Before computers or other recording devices such as paper, the intelligence of
the business creature was 100% human. One or more humans made all the decisions
for the business based on whatever was in their collective heads. With the
advent of paper and adding machines, humans now had tools to assist their
memories in finding patterns. This is represented by the left-most bar. However,
that level of assistance is miniscule compared to the logical power provided by
the human brain. Notice that the small green part is dark green, meaning the
part of the intelligence of business that is machine is all data. The width of
the bar is very narrow too, depicting a small business.
The early days of computers brought on a way to store and retrieve massive
amounts of data (the bar second from the left). This ability significantly
increased the percentage of the intelligence of business that is machine, even
though it is still primarily just data. But the massive amounts of data and the
ability to effectively access it greatly enhanced the effectiveness of the
logical human brain. Consequently, the scale of the business grew significantly
as the wider girth of the bar indicates. This is where business has been for the
past twenty or thirty years.
The third bar (circled in red) is where we are headed today with Business
Performance Management. We see for the first time a light green part which
represents rules stored in computers as opposed to just plain data. Such
electronic rules has been around, but represented a small part of the
intelligence of business compared to the human part. Rules existed primarily as
hard-coded logic in rigid software applications. Soft-coded rules were confined
to things like configuration files, even though such files contained just
"soft-coded parameters".
Now, soft-coded rules are more widespread, encoded using many technologies such
as Windows Workflow, BizTalk orchestration, and especially "Semantic Web"
technologies such as RDF. There are also pockets of artificial intelligence (AI)

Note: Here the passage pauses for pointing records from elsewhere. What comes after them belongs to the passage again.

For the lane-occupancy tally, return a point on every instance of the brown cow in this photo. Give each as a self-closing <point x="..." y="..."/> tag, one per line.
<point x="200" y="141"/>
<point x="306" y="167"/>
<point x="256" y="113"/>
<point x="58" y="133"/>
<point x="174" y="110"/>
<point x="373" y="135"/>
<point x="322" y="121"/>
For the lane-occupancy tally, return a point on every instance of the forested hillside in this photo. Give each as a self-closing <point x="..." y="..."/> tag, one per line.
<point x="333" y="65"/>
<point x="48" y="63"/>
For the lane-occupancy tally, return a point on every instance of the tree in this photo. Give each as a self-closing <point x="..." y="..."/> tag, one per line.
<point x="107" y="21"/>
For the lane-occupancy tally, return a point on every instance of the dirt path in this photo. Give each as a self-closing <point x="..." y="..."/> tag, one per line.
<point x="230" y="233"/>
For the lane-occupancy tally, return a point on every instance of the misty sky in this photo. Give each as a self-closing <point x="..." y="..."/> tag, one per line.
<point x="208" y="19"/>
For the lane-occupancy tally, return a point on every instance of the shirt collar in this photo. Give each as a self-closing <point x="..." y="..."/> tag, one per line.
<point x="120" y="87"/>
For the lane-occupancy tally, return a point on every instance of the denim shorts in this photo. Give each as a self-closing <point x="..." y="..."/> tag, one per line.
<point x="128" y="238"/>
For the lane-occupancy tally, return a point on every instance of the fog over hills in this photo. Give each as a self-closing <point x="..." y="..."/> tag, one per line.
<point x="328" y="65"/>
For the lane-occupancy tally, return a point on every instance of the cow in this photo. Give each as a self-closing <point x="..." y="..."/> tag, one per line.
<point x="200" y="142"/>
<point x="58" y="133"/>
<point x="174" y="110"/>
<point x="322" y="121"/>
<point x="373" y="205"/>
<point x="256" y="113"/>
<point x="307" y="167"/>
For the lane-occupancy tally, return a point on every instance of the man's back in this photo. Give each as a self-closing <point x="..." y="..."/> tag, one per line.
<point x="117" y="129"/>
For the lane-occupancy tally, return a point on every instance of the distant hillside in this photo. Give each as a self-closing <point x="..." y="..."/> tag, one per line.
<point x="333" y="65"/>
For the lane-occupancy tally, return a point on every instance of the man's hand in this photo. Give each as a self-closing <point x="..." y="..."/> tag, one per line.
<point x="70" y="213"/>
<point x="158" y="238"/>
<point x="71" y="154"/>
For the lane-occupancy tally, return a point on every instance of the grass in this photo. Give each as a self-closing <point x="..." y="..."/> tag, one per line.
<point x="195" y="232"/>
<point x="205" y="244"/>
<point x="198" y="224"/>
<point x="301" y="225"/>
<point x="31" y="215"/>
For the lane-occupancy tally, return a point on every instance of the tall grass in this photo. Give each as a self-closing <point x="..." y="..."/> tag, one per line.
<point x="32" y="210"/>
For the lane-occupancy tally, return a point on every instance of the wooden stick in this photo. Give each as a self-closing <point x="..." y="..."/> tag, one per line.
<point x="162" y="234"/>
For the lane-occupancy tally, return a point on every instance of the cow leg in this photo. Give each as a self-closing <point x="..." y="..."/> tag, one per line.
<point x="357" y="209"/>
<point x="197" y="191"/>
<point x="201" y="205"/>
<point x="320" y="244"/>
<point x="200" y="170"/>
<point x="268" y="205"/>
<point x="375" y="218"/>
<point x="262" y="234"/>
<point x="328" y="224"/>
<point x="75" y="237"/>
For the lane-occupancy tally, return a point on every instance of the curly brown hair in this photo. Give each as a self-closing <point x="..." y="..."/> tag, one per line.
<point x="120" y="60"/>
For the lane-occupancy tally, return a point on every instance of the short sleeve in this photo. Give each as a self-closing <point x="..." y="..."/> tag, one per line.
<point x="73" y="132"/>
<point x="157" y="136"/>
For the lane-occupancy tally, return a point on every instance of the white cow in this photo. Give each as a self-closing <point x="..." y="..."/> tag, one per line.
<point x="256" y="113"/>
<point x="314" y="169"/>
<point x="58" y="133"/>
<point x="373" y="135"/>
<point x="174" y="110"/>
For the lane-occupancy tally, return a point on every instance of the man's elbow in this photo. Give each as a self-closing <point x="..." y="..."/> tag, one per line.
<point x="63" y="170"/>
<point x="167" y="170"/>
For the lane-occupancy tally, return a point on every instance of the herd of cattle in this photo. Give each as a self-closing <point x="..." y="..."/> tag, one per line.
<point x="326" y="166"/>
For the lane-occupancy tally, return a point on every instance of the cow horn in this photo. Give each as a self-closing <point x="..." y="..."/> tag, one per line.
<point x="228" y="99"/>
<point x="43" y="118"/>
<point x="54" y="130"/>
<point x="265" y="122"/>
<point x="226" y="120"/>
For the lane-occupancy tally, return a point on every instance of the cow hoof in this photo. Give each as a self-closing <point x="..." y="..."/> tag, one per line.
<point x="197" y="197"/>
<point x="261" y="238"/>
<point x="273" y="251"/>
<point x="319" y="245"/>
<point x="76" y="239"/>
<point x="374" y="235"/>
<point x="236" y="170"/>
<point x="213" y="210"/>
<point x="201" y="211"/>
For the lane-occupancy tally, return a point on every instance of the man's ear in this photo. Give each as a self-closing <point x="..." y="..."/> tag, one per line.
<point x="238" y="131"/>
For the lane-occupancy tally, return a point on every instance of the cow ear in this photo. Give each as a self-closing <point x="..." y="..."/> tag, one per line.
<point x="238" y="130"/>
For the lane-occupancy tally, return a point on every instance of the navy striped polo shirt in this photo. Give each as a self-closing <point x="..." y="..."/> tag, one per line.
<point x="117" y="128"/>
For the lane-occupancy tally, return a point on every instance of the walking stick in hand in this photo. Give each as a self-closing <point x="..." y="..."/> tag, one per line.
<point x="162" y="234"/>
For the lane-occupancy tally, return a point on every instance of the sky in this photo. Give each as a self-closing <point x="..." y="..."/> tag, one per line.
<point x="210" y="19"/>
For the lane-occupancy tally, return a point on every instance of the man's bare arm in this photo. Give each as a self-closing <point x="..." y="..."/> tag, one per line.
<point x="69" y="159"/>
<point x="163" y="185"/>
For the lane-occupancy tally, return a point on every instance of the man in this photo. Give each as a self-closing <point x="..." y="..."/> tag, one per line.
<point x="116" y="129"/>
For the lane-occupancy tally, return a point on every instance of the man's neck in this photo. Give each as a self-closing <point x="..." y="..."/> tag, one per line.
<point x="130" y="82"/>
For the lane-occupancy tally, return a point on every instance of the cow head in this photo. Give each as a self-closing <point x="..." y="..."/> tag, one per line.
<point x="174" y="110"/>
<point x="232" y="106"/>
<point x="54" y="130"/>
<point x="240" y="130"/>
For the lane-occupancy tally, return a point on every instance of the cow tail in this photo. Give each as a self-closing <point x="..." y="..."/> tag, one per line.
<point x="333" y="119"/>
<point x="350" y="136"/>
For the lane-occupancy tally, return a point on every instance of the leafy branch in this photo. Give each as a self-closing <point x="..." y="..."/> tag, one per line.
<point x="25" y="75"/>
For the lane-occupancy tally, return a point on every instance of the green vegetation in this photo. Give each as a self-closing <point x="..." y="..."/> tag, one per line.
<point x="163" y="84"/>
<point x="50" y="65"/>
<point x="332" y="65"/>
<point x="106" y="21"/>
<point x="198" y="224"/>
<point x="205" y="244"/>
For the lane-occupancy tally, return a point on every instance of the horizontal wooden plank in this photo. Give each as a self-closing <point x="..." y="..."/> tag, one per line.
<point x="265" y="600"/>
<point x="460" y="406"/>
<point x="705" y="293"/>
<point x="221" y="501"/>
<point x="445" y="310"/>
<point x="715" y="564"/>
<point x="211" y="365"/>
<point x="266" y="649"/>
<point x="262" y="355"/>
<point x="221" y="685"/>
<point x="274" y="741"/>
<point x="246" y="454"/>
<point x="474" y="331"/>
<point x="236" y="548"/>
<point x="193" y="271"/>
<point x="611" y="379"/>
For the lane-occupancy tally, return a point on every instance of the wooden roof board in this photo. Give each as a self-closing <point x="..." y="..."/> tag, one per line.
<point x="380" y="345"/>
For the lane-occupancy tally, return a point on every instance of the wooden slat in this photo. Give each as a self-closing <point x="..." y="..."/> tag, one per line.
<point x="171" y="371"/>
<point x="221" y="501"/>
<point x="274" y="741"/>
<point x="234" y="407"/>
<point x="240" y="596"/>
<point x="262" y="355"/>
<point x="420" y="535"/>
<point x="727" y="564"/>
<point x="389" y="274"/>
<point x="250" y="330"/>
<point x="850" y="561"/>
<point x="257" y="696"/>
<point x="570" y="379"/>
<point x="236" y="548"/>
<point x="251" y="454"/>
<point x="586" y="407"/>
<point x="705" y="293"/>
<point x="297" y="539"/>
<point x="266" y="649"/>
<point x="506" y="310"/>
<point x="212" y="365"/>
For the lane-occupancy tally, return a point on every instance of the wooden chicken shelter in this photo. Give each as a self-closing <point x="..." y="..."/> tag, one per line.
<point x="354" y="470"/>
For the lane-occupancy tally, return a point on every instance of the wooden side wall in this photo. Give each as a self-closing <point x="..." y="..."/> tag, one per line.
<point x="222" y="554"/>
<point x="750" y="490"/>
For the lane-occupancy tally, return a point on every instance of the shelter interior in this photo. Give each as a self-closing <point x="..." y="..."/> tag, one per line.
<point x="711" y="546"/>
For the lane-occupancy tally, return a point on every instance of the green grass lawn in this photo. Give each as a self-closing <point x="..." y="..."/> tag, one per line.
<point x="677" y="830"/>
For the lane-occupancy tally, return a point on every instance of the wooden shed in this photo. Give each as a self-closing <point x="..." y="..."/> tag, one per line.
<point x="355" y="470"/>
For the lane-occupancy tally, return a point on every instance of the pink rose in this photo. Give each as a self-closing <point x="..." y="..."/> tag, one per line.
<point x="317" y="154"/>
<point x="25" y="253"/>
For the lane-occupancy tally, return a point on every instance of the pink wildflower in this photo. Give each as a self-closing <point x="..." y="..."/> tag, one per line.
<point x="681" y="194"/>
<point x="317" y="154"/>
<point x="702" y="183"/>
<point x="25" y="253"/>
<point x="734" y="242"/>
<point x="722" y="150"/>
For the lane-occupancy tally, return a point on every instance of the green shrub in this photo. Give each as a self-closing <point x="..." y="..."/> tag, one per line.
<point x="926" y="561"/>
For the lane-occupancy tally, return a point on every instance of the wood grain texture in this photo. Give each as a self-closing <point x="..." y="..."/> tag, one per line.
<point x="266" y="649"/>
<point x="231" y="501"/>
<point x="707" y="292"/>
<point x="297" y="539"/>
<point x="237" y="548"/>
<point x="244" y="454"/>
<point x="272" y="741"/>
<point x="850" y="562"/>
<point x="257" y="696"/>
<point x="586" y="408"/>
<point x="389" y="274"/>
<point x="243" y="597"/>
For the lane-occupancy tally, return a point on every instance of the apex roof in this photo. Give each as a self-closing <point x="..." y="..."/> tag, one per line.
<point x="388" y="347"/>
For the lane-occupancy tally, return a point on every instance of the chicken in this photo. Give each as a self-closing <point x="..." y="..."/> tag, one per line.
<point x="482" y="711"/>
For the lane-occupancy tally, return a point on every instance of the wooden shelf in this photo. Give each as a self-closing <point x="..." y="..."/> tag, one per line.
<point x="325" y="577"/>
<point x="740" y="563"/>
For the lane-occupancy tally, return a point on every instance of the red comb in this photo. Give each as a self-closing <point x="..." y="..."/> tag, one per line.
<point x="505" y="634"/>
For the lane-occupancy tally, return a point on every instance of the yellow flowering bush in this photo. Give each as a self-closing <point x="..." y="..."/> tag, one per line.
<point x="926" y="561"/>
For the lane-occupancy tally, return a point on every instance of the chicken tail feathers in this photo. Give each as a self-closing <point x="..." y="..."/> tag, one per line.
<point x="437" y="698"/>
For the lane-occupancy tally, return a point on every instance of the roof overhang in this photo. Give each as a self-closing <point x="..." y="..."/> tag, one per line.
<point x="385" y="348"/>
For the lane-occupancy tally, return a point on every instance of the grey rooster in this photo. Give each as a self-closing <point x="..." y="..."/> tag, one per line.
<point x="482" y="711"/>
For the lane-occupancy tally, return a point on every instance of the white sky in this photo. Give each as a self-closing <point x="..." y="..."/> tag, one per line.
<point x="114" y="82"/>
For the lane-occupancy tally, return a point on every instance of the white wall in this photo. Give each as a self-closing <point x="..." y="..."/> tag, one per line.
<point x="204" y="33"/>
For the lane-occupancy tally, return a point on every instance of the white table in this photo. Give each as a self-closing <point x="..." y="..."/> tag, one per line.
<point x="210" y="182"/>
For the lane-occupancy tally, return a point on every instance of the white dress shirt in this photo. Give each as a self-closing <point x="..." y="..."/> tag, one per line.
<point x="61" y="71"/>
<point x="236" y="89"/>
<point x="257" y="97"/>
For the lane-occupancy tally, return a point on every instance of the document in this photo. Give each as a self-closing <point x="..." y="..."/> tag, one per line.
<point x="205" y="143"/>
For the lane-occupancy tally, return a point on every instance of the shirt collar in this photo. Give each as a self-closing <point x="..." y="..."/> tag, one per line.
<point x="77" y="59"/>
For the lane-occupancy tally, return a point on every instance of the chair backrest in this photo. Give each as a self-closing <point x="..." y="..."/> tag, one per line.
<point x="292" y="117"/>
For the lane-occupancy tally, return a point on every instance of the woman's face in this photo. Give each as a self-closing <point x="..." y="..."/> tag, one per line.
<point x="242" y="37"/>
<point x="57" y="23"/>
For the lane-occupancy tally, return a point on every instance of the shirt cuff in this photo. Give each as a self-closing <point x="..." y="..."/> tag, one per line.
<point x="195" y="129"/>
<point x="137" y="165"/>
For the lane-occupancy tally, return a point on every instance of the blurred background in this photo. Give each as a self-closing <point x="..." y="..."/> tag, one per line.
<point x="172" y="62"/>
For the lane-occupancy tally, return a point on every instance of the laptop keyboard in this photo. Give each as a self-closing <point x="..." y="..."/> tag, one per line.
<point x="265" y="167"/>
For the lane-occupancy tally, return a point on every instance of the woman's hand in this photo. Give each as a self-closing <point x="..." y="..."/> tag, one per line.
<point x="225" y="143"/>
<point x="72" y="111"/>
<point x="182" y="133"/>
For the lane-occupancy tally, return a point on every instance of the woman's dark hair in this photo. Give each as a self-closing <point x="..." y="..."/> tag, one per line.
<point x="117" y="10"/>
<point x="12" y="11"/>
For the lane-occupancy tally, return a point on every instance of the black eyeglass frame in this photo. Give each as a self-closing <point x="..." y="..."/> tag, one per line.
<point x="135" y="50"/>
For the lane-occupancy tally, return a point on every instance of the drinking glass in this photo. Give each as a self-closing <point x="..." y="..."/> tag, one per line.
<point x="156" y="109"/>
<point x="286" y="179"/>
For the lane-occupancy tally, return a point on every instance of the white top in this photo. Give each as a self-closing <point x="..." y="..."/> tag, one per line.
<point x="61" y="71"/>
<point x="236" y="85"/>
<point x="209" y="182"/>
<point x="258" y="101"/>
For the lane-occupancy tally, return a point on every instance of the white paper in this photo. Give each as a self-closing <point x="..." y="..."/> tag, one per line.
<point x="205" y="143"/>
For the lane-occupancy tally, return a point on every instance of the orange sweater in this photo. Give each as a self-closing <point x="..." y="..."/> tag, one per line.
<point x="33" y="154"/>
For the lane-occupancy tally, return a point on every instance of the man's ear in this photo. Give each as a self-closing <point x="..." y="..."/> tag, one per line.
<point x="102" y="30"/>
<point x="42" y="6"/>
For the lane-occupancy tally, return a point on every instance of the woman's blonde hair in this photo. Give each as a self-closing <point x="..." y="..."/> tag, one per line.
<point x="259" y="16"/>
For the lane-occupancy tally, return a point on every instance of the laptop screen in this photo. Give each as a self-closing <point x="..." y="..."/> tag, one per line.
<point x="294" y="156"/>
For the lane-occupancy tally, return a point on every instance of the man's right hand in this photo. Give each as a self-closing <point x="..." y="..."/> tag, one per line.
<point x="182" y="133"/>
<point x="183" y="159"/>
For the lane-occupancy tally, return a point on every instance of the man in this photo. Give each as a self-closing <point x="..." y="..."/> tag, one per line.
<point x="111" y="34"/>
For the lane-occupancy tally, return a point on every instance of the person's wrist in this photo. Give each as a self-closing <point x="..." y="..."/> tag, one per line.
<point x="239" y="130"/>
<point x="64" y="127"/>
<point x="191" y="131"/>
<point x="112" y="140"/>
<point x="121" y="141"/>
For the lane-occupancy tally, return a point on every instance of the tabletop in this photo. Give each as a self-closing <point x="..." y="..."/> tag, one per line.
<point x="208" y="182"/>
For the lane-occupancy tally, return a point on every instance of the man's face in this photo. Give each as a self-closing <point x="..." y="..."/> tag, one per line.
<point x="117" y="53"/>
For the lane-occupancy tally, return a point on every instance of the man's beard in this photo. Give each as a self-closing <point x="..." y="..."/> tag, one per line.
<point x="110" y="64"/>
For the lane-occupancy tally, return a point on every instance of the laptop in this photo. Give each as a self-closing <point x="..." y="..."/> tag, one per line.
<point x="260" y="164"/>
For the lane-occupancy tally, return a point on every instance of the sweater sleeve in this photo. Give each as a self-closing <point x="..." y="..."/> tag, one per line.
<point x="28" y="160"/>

out there such as risk management at financial institutions. The proliferation
of BPM adds rules through its fundamental concepts of strategy maps and key
performance indicators (KPI). KPIs are business rules. They are rules that tell
human (or machine) workers when they are doing well or poorly.
With BPM, the scale of business can grow significantly with encoded rules making
and executing simple and not so simple decisions more efficiently and tirelessly
(machines don't get bored) than most humans. The heavy logical lifting is still
in the realm of humans, but now humans are freed from many mundane tasks to
focus on bigger impact tasks.
The right-most bar depicts business once a widely accepted form of AI is
deployed. Such a technology would be like XML on steroids. My take on this
technology is in my SCL language, I mention above. In this bar, we see that the
intelligence of business is now about a third each of human, data, and rules.
To elaborate on the statement "XML on steroids", I'll briefly describe what XML
has done. XML truly revolutionized software architecture. It is the basis of
Service-Oriented Architecture (SOA) which enables millions of servers to easily
exchange messages. It's the backbone of e-commerce. The problem is that these
messages (SOAP) are rigid in nature. Another application of XML, RDF, is
designed to add semantics by allowing annotation of XML elements so we can
recognize that one XML document is a type of document. For example, an XML
document represents an invoice and this particular element is the customer name.
SCL and RDF overlap a great deal at this time (that wasn't so three years ago).
RDF is now the data source for query languages capable of inference. In any
case, once technologies such as RDF and SCL gain widespread acceptable across a
wide range of applications, it will kick off another revolution as XML did, but
much more profound. There is an article on my SCL site on
SCL Web
Services that introduce the topic.
SCL also runs in an environment that implements a few concepts I'm in the
process of laying down in text. I expect to have this done in a couple of weeks
and will announce it here when it's done.